Awwwww Congratulations!!!


----------



## Jenna (Jan 7, 2009)

*Re: some have arrived*

CONGRATS!!!! Totally cute


----------



## liz (Oct 5, 2007)

*Re: some have arrived*

O my...what big boys! And adorable too....congratulations!


----------



## karmouth (Dec 1, 2008)

*Re: some have arrived*

Her are 2 more . a doe on the right and another lil buck








More should be arriving tonight or in the Am


----------



## nhsmallfarmer (Apr 14, 2008)

*Re: some have arrived*

the boys are so cute I still have like 2 months before I see any babys I do have a question though, did you dip their hooves in idodine too? and if so why?


----------



## karmouth (Dec 1, 2008)

*Re: some have arrived*

Yes I did dip their hooves . I was told by a old timer that it helps to keep germs and ugh out and also if they need the iodine their body will absorb it ,if not no harm 
The 2 born today were both 11lbs.
Karen


----------



## liz (Oct 5, 2007)

*Re: some have arrived*

Your girls must be exhausted fom those deliveries! Those are some big kids! Congrats on healthy deliveries and healthy , adorable babies!


----------



## HollowbeadRanch (Oct 5, 2007)

*Re: some have arrived*

SSSOOOOOO.... cute!!!!


----------



## FarmGirl18 (Oct 5, 2007)

*Re: some have arrived*

Awww, how cute!! I can't wait until my Boer's start kidding!!


----------



## RunAround (Feb 17, 2008)

*Re: some have arrived*

Awe!
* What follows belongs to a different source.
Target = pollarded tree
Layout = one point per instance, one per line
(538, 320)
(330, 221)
Cute little kiddos!


----------



## redneck_acres (Oct 18, 2007)

*Re: some have arrived*

Awwe....how cute they all are!!! kidding season is getting closer for me-but i'm ready for it to be here now;-).


----------



## karmouth (Dec 1, 2008)

*Re: some have arrived*









Just as I thought , This one greeted me this am . Only one but she was 14 lbs.
Karen


----------



## rebelshope (Sep 21, 2008)

*Re: some have arrived*

Big girl!! And very very cute!!


----------



## KW Farms (Jun 21, 2008)

*Re: some have arrived*

Awwww....  They all are sooo cute!


----------



## karmouth (Dec 1, 2008)

Her was my afternoon delivery. Peanut had hers today. A doe called Honey and a buck called Filbert. I am waiting on one more , I think she will be a few days ,but you never know .That makes
7 in the past 4 days. 4 bucks and 3 does.
Karen


----------



## kelebek (Oct 5, 2007)

Can you please quit hogging all the babies - and send some this way???

What CUTIES!!!!!!!!!!!!


----------



## liz (Oct 5, 2007)

Wow....adorable kiddo's, and I have to say that buck had a wonderful time 5 months ago with all the babies you're getting!


----------



## KW Farms (Jun 21, 2008)

Wow, so many in such little time. Gorgeous babies!


----------



## HollowbeadRanch (Oct 5, 2007)

ABSOLUTELY gorgeous!!!!!!! :stars:


----------



## rebelshope (Sep 21, 2008)

Filbert . . I love it!!!

Hey what is your secret for those of use that are still waiting??


----------



## Laurel_Haven (Oct 20, 2007)

Congrats on all those babies! :stars: They are adorable!!!


----------